June 10, 2010

traditionalism in the royal family

And no, it's not the good kind.

This really shouldn't be shocking (it's been out for many years that he wishes to be known as "Defender of Faith"––note the lack of a definite article––if he is ever King), but it's remarkably tone-deaf, even if he was speaking to an Islamic student group.

Occasionally (usually from Greeks, sometimes Russians), I hear Orthodox mention that Prince Charles has a spiritual father and visits Mt. Athos. Usually, I just nod about it, but sometimes they voice some secret hope that Charles is crypto-Orthodox (no one ever remembers that his father apostatized and became CoE), and then I feel a need to gently deflate said hope, but usually without any need to refer to Guénon, who the Prince is almost certainly a follower of, at least in spirit if not in conscious fact. Prince Charles has a spiritual father, and dedicates mosques, and is CoE, and so on and so forth because he believes in all that pleasant 19th-20th c. rot about the spiritual core of most (or all) religions being the same and their participation in one, grand tradition. I suppose that believers in the perennial philosophy are less annoying than other types, and relatively harmless now that their more dangerous doctrines have been carried out to their logical extreme by more popular movements, but it still isn't Tradition.
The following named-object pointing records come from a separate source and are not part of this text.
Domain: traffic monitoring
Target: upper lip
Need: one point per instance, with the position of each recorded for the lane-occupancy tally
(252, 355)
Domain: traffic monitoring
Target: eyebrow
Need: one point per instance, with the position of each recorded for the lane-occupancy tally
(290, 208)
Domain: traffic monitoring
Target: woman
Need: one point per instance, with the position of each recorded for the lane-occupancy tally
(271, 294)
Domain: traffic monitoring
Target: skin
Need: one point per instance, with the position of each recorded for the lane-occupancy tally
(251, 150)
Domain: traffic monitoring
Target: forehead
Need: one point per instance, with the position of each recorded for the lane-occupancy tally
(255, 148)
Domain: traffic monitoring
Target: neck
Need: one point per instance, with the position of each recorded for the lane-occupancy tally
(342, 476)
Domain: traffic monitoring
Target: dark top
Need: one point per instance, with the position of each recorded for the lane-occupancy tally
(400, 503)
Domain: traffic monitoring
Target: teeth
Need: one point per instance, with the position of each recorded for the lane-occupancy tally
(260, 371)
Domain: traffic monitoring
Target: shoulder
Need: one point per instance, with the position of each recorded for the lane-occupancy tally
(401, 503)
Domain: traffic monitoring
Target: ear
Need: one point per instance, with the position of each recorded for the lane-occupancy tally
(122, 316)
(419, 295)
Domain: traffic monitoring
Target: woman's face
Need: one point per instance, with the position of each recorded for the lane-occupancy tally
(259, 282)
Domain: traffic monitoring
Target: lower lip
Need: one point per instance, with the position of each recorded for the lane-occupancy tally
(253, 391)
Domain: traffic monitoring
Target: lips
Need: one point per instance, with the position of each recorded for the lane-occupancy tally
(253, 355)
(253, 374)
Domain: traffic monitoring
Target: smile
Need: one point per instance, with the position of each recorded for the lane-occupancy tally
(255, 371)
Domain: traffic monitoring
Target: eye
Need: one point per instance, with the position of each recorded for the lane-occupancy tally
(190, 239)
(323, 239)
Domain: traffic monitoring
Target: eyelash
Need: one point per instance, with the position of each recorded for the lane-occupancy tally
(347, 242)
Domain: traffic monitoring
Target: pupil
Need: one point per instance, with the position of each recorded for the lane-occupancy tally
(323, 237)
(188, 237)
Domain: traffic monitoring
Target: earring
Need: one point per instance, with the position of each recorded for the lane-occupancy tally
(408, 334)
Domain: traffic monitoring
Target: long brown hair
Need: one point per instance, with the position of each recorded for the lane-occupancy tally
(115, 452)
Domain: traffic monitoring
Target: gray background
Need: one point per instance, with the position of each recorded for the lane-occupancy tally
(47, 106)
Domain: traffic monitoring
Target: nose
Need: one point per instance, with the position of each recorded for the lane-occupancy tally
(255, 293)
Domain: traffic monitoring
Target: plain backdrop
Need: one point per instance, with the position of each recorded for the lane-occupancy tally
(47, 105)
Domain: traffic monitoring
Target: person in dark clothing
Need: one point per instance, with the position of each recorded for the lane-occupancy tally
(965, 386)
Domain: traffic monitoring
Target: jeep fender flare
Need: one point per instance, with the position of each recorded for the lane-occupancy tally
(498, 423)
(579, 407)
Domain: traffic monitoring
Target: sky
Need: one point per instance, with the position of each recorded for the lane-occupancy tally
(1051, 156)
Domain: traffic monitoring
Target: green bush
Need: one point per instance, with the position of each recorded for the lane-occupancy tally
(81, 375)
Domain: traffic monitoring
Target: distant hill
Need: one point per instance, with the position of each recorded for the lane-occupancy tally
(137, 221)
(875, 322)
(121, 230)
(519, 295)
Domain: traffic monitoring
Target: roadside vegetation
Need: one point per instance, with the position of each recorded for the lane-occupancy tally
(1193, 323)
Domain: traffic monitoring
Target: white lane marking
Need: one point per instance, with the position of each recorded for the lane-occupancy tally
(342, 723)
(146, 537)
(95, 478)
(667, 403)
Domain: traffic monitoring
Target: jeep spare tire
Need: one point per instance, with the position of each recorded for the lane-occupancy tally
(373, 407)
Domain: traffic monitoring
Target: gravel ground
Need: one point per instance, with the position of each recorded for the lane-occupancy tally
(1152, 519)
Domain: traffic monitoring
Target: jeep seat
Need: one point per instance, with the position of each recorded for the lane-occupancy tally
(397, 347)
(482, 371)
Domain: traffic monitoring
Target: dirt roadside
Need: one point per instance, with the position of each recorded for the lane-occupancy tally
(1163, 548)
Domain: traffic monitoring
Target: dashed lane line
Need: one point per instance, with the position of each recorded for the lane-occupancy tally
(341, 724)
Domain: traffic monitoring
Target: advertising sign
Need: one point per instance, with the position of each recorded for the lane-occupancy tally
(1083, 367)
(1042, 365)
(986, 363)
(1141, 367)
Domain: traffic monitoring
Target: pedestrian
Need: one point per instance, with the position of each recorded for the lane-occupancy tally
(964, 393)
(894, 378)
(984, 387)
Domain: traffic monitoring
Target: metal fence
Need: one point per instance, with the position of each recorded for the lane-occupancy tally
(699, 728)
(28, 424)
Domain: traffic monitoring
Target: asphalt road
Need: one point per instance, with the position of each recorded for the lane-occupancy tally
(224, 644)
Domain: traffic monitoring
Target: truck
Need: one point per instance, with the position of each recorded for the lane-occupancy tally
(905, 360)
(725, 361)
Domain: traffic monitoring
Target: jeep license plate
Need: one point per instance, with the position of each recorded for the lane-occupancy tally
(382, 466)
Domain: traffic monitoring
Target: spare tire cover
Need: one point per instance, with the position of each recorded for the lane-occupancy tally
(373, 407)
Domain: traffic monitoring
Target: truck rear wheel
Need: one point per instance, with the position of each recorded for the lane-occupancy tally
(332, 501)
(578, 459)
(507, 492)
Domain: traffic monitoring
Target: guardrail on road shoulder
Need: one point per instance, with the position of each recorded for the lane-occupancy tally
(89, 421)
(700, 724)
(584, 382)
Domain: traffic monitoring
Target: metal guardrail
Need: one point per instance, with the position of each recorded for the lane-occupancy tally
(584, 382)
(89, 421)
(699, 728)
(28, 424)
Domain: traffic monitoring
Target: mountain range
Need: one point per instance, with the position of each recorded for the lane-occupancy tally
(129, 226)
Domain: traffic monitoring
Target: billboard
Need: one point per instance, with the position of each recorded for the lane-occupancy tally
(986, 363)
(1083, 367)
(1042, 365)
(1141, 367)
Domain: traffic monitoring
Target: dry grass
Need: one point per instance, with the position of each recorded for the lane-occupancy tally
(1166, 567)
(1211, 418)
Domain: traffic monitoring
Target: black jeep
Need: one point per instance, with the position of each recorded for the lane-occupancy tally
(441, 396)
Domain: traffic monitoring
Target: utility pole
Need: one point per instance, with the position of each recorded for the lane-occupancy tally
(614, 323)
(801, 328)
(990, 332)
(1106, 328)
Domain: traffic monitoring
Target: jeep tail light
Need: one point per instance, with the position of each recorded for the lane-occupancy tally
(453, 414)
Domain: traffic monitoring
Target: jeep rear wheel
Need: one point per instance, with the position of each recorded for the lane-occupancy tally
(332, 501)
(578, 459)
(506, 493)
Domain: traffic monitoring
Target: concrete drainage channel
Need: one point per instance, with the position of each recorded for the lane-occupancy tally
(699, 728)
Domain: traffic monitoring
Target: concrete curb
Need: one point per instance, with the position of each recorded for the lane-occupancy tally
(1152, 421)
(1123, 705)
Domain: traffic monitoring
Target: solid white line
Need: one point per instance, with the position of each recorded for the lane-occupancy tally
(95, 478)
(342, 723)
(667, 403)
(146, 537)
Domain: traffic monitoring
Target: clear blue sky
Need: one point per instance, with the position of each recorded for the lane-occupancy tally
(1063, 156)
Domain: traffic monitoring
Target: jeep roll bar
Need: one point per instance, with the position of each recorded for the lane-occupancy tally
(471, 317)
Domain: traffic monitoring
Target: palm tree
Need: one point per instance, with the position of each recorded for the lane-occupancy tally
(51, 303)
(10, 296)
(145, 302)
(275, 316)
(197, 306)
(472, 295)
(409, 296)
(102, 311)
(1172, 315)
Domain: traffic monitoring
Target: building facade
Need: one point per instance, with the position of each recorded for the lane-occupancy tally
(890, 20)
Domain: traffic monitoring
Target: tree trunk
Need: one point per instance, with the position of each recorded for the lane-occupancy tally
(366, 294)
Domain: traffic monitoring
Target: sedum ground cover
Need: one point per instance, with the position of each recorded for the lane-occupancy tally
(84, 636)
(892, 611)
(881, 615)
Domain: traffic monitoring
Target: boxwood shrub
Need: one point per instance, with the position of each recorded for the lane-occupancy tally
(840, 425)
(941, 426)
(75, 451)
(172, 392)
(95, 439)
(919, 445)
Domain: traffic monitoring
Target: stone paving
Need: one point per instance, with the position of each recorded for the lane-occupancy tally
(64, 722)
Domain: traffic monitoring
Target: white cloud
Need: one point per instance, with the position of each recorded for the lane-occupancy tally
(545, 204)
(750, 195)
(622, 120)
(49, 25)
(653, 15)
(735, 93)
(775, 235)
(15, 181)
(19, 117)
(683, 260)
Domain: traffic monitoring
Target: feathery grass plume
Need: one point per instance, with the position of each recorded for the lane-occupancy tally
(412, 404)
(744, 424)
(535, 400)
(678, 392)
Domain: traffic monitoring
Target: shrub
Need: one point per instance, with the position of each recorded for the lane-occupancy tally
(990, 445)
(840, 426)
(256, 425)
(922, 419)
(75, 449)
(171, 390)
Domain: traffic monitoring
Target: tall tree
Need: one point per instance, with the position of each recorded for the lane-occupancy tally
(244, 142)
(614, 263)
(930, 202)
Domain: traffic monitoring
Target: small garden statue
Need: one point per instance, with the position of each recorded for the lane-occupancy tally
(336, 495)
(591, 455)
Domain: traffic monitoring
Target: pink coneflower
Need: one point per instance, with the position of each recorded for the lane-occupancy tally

  1. I can imagine Prince Charles goes to Athos and has lots of warm, fuzzy, mystical feelings but I worry a little about what goes on in the minds of those who want to believe he is secretly Orthodox. How can they expect (or admire) an Orthodox man prepared to lie before God simply to become a king given that the Church of England’s Accession service is full of solemn vows?

  2. I don't think that the idea is that he is "secretly Orthodox," but that the fact that he is (clearly) sympathetic to Orthodoxy might lead him one day to become Orthodox (whether before or after his accession to the throne).

    This would no doubt provoke a constitutional crisis, but I am not sure that that is altogether a bad thing. What, after all, does an established Church mean in a country which is no longer Christian in the sense, and to the degree, that it was at the time of the Reformation? And what does it mean to be the "Defender of the Faith" when the Church of England no longer, as a practical matter, preaches and practices the faith that the sovereign was originally charged to defend?

    I think it would be very interesting to see how the UK would deal with a monarch who seriously professes the Apostolic faith upon which the UK's religious establishment is supposed to be based, but no longer is. A public embrace of Orthodoxy by the Prince would provide precisely that challenge.

  3. Margaret,

    I suppose I didn't make it totally clear enough, but usually the types of people I hear this from are immigrants, and not only that, this is America and Americans typically have pretty fuzzy notions about English royalty––when we have them at all––anyhow. I don't think anyone I'm talking about really thought much about it at all. Not an accusation, just an observation.


    I agree that this would all be interesting, but sixty-one or older is rather old to suddenly develop a new principles (not discounting its happening, I've known converts to Orthodoxy who came older, but none with nearly so much to lose as Charles). It is particularly hard to covert Traditionalists to anything particular because of their core beliefs, which prove difficult to shake because they are so infinitely applicable. So they may move from Sufism to Byzantine Catholicism or whatever, but it has a wholly different meaning than conversion does in the normal sense. I suppose I get so hung-up on the utter unlikelihood that I can't enjoy the thought experiment, sorry.

  4. I don’t know, Chris, I would like to think it would be interesting but I suspect it would actually be grindingly boring. Given that the monarch has no consitutional power whatever and therefore his beliefs have no bearing on life I think the people at large would regard it as one of his endearing eccentricities like sounding off about hideous architecture or supposedly talking to plants and as there’s no way Christianity is going to get a hearing in either of our Houses of Government I think they would find some way of fudging it - even if that involved endless committees until he died.

    Ariston, no, you did make yourself clear, but I failed to. I have met people in the UK, usually Russophiles or with Russian great-grandparents, who just lurve the idea of an Orthodox monarch and who are adamant that Prince Charles has been received into the Faith on Athos. Of course they think that the Holy Passionbearer Tsar Nicholas is Equal to the Apostles and have a copy of the Protocols in their coat pocket but that is beside the point :)
    And I apologise for being logged in as my cat.